Markus Brück - Deutsche Oper Berlin

My place of peace and respite

Markus Brück

Markus Brück, baritone, has been singing in the ensemble of the Deutsche Oper Berlin for 18 years, taking roles such as the title character in RIGOLETTO. For peace and quiet he often heads for Berlin’s Tierpark zoo.

Markus Brück in RIGOLETTO

Conductor: Stephan Zilias; Director: Jan Bosse; Set design: Stéphane Laimé; Costume design: Kathrin Plath; With Attilio Glaser, Markus Brück, Elena Tsallagova, Samuel Dale Johnson, Byung Gil Kim, Cornelia Kim, Thomas Lehman, Paul Kaufmann, Tobias Kehrer, Maiju Vaahtoluoto, Bryan Murray and Amber Fasquelle
6, 13 February 2019

First off, I visit the manatees. They’re usually swimming up and down in a huge aquarium in the building that houses the elephants. I like standing in front of the thick pane of glass and matching my speed to the speed of those amazing animals. They’re so wonderfully slow, and they’re not any quicker in the wild. I envy the people whose job it is to clean the glass from the inside; they’re right up close to the animals. Obviously my peaceful state with the manatees doesn’t last long; we’re in Berlin, after all. I love the Tierpark in the borough of Friedrichsfelde, the huge enclosures and all that space. Opera is so embellished and full-on that when I’m gawping at the creatures it’s a way of winding down. I have the peace I need to learn my lines, stay grounded, go through the role I’m playing. I come here every couple of weeks. I can’t make it more often because it takes me an hour to get here.

I’m back doing Rigoletto. I think of him as someone suffering from hospitalism. That’s something that affects animals in captivity: they get aggressive. Rigoletto shuts himself away, trapped within the confines of his own life, and acts aggressively towards anything that crosses his path. He’s incredibly pessimistic, a loner, socially inept and completely out of his depth with his child, altogether an unpleasant man. Even at the end he sees no reason to reflect on his guilt. Rigoletto is one of the few opera characters that I find it hard to like. He’s awful, so self-pitying. And yet he’s the author and perpetuator of his own catastrophe. Everything that happens to him in the opera has been brought about by his own actions. He is not locked up like the animals here; his fear is what holds him back. The big challenge is to see him as a sentient being nonetheless.

Some animals don’t get many visitors. The badger, for instance, is kept in a dead end without any through traffic. When someone happens by, he flips out. Maybe he’s thinking: »Dammit, just when I get an audience, I go and forget my lines!« It’s a recurring nightmare for me, forgetting my lines. I had the dream again quite recently. I was standing onstage in my underwear and couldn’t for the life of me remember which opera I was meant to be singing. Nothing was familiar.

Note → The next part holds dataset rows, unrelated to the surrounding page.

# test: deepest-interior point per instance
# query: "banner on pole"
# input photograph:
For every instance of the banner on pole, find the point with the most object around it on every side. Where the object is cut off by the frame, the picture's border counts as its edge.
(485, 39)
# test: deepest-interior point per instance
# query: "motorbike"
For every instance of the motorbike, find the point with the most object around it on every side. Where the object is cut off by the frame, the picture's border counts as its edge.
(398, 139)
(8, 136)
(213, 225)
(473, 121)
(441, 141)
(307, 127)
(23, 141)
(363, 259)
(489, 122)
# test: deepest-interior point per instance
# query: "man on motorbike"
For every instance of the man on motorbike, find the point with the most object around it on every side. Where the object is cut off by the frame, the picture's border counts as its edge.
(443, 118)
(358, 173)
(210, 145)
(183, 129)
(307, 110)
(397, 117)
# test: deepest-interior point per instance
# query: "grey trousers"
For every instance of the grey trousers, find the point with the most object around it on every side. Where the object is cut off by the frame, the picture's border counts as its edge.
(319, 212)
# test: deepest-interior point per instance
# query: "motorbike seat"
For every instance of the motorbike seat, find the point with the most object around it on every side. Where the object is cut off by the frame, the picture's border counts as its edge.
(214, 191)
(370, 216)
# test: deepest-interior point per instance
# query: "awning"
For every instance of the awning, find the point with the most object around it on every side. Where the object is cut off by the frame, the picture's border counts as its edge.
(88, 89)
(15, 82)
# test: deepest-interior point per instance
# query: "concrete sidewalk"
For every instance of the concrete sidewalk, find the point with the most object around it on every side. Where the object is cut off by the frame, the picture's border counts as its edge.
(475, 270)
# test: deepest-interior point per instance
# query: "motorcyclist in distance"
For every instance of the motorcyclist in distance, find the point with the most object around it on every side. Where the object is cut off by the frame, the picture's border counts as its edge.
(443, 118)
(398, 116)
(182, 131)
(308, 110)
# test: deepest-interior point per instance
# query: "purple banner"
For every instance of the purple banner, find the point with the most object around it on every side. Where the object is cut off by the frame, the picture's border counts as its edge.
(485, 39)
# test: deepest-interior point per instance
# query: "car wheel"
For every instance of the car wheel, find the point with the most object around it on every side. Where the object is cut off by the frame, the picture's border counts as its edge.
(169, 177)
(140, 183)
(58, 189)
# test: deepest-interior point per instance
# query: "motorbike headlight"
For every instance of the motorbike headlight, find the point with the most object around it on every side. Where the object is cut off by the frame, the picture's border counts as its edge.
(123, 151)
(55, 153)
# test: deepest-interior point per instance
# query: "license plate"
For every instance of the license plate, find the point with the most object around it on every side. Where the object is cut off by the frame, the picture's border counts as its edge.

Everything was a blank.

I like the Asian dholes. They’re bigger than foxes and smaller than wolves and have reddish-brown fur. They’re very curious by nature and trot up when I pass by with my dogs. They look at me as if to say: why does that funny, lanky creature only have two legs? The dholes watch my dogs very closely, too. Maybe they’re thinking: Mmm, din-dins! No way would my mongrels have a chance against them in the wild.

I don’t sing as I walk along in the zoo. I’m not sure how the animals would react to me singing, but my three mutts often hear me and don’t seem to complain. The last time they were around they started gnawing on the piano – but they don’t run off! I once heard of a pianist who only plays for elephants. I’m presuming they’re total fans of Beethoven. I sometimes think it would be heaven to have a big farm like this on the outskirts of Berlin, a bunch of wild boar piglets running around, a baby kangaroo, build another enclosure here, another one there. But I just don’t have the time. Sooner or later I’d get a call from the opera house asking me if I didn’t want to sing for them again.